We ask that you contact your congressional representative asap via letter, fax or phone to ask her/him to oppose this FTA. Below are some summary points which reveal why this treaty would be a disaster for the people in both countries:
1) The FTA with Colombia will severely damage Colombia's agriculture as NAFTA did in Mexico, and impair Colombia's ability to feed its own people much as happened after a free trade agreement was signed with Haiti.
2) The FTA will lead to expansion of mining operations in sensitive environments, of timber exploitation which will rip up the Amazon, causing severe ecological damage to the tropical forests and virgin lands of Colombia.
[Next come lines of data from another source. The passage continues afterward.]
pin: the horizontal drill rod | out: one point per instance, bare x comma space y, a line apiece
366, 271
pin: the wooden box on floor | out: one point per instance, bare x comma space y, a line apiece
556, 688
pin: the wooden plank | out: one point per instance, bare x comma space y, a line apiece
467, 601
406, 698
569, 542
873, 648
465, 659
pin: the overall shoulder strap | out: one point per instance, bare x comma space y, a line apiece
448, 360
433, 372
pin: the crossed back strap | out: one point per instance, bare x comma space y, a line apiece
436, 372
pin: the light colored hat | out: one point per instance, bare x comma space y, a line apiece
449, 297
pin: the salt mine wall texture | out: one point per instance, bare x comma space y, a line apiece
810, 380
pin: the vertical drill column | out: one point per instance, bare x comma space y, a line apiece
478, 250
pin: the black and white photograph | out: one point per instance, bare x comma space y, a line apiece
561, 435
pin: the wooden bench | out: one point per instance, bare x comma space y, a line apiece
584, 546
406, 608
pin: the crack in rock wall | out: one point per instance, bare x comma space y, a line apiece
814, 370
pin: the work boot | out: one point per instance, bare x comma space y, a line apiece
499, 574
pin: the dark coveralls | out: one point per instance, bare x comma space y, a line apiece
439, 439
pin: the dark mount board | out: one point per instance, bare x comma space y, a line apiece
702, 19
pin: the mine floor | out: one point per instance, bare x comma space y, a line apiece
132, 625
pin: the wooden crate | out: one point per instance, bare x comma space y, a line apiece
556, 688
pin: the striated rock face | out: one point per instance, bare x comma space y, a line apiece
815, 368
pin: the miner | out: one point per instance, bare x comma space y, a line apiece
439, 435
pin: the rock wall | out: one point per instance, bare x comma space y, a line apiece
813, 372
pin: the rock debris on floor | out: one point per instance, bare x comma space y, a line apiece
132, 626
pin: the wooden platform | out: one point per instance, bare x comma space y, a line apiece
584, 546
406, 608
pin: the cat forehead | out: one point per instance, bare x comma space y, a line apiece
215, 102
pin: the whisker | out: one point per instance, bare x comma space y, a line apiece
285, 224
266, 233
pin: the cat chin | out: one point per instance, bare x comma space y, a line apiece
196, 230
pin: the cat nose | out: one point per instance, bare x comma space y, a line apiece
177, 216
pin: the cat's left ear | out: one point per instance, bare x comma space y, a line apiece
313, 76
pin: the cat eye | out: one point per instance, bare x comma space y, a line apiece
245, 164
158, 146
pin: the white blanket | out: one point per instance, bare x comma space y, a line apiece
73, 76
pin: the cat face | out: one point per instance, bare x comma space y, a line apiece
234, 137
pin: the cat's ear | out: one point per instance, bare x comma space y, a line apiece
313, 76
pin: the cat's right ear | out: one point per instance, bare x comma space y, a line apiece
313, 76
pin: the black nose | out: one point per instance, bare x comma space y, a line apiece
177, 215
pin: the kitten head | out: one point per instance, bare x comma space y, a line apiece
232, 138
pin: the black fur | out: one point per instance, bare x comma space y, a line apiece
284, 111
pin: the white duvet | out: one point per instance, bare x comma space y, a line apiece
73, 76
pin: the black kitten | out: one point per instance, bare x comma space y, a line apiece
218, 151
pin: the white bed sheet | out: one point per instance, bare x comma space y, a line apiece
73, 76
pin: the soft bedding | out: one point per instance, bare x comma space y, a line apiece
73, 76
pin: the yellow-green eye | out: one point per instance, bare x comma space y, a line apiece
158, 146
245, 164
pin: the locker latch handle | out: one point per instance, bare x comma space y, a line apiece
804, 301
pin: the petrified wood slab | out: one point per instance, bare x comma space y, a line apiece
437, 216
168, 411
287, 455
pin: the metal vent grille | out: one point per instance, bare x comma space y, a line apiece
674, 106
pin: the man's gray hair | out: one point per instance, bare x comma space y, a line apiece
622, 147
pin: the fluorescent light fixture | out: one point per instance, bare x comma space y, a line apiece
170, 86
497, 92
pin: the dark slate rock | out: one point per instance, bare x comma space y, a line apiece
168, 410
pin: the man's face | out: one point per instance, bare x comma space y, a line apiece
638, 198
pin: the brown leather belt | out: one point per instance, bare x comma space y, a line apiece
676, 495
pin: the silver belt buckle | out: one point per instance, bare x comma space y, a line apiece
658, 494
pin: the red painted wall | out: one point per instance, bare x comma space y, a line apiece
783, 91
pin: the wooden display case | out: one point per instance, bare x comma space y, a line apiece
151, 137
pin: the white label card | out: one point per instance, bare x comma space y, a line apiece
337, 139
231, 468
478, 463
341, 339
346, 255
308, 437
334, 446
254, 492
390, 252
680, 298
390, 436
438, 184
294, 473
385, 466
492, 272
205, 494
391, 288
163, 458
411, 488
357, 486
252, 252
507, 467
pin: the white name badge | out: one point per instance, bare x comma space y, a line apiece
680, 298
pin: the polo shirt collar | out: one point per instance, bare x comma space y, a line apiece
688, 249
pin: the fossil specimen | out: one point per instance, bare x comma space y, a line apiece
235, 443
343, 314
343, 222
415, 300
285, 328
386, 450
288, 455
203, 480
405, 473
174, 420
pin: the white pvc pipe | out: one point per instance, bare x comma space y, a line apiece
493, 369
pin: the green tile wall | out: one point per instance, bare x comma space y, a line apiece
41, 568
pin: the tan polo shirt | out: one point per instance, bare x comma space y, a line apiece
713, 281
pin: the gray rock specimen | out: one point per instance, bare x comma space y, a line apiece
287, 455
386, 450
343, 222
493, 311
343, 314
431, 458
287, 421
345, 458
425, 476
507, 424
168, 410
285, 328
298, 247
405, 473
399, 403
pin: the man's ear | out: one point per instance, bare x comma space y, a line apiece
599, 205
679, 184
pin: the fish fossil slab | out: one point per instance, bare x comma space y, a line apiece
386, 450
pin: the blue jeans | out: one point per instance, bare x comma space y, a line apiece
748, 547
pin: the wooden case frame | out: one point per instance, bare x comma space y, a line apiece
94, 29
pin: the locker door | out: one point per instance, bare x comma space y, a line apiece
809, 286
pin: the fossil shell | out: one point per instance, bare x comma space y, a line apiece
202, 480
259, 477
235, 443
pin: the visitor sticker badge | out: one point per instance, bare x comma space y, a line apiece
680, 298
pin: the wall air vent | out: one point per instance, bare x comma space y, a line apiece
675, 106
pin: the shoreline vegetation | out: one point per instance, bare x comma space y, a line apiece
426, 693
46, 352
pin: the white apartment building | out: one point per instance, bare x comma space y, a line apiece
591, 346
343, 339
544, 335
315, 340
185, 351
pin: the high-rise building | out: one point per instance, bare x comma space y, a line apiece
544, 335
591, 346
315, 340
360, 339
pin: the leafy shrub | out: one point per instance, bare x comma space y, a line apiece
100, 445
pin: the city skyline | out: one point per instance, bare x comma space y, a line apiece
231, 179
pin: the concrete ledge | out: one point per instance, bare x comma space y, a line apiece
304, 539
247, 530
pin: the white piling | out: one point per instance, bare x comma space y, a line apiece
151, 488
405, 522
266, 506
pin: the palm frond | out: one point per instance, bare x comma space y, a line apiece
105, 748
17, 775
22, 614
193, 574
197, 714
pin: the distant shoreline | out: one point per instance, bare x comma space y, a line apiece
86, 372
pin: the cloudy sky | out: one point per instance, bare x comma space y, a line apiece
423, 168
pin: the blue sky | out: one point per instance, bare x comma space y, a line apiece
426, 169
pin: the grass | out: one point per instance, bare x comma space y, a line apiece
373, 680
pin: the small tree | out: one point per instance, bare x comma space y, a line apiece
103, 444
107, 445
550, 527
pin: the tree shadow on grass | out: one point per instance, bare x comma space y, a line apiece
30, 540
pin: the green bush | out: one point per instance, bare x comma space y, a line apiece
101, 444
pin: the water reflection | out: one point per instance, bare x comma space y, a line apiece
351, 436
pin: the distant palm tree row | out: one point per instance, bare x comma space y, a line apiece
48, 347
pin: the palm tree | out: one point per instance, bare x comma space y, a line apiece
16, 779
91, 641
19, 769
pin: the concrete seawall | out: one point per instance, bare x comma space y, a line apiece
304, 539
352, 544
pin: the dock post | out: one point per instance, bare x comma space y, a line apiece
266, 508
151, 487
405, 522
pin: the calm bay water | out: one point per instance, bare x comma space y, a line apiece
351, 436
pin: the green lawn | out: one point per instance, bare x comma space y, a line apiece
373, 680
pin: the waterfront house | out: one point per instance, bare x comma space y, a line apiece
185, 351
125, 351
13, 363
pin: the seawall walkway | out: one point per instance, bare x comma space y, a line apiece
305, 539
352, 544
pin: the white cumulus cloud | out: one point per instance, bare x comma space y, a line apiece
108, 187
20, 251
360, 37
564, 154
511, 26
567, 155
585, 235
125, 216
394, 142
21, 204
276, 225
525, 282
3) The main U.S. beneficiaries of the FTA would be big agricultural companies which would be permitted to dump cheap, subsidized food stuffs into Colombia duty-free. This would result in farmers' impoverishment and land loss because small growers would not be able to compete with the low-cost American produce.
4) Colombia has the largest displaced population in the world. The FTA would only make matters worse and increase migration of displaced peasants to urban centers.
5) In Haiti and Mexico, domestic food production was wiped out by similar free trade agreements. It's likely that Colombia would follow the path of Mexico, where, as the ability to grow legitimate crops became economically impossible, farmers turned more and more to producing illicit drugs. Colombia already produces as much as 80 percent of the world's cocaine
6) This is what former President Bill Clinton said at a Senate hearing in 2010 regarding the impact in Haiti of the free trade policies that became a hallmark of his presidency. "It may have been good for some of my farmers in Arkansas, but it has not worked. It was a mistake," Clinton said. "I had to live everyday with the consequences of the loss of capacity to produce a rice crop in Haiti to feed those people because of what I did; nobody else."
7) Colombia remains the most deadly nation in the world in which to be a member of a labor union. In the past 25 years, more than 2,850 labor activists have been murdered in Colombia. Last year alone, 51 were murdered, an *increase* over 2009. Six trade unionists have been murdered so far this year, including two in the past 2 weeks.
8) The daily experiences of Colombian workers from across the country are characterized by the degradation of working and living conditions, the anti-union practices and legislation that prevail in Colombia, the violence against union members, human rights defenders and union leaders.
9) The conviction rate for union murders and other violence is in the single digits, and even where prosecutions have occurred, many perpetrators have been charged in absentia and are still on the loose.
10) Much of the violence has also been directed at indigenous and Afro-Colombian communities. In the last several years paramilitary vigilantes have murdered, threatened, internally displaced, forcibly disappeared and continue to extort numerous residents of the Afro-Colombian and indigenous ancestral lands.
11) American workers are hard-hit by unemployment and decreasing wage levels. As a result of this treaty American workers would be under pressure to accept even lower wages. They would be exposed to competition with a labor market that is notorious for its extensive labor and human rights violations.
12) This situation will not change because of unverifiable promises for change made by the Colombian government. For U.S. workers struggling for a living wage, the FTA with Colombia would be a setback in that struggle.